Genealogy is like a jigsaw puzzle, but you don't have the box top, so you don't know what the picture is supposed to look like. As you start putting the puzzle together, you realize some pieces are missing, and eventually you figure out that some of the pieces you started with don't actually belong to this puzzle. I'll help you discover the right pieces for your puzzle and assemble them into a picture of your family.
Tuesday, August 16, 2011
IAJGS Conference, Day 3
In the afternoon I went to a session about the Boards for Special Inquiry that discussed the laws that created them, how they functioned, how they processed immigrant aliens, and how to try to find surviving information if you find an immigrant who went through the process. I recently discovered that my elderly great-great-grandparents were questioned by a Board of Special Inquiry for eight days when they arrived in New York in 1922; they were noted on the ship manifest as likely public charges and physically feeble. Apparently the fact that their son had a successful business and was available to pick them up was not enough to prevent the inquiry. They were admitted eventually, which actually makes it less likely there will be any surviving paperwork. But that won't stop me from looking!
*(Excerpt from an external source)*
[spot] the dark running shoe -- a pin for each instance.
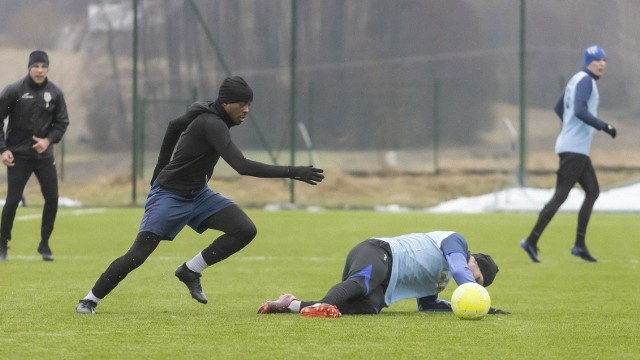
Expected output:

I had an enjoyable dinner this evening with two fellow ProGen alumni, Meredith Hoffman and Michael Hait. I finally got to meet Michael in person after several e-mail conversations. We had a lively discussion about several aspects of being professional genealogists and managed to stay just this side of polite the entire time.
I ended the day watching a documentary called Jews and Baseball (2010), which took an interesting approach to the idea of cultural assimiliation through enjoyment of and participation in the national pastime. Sandy Koufax is aging very well.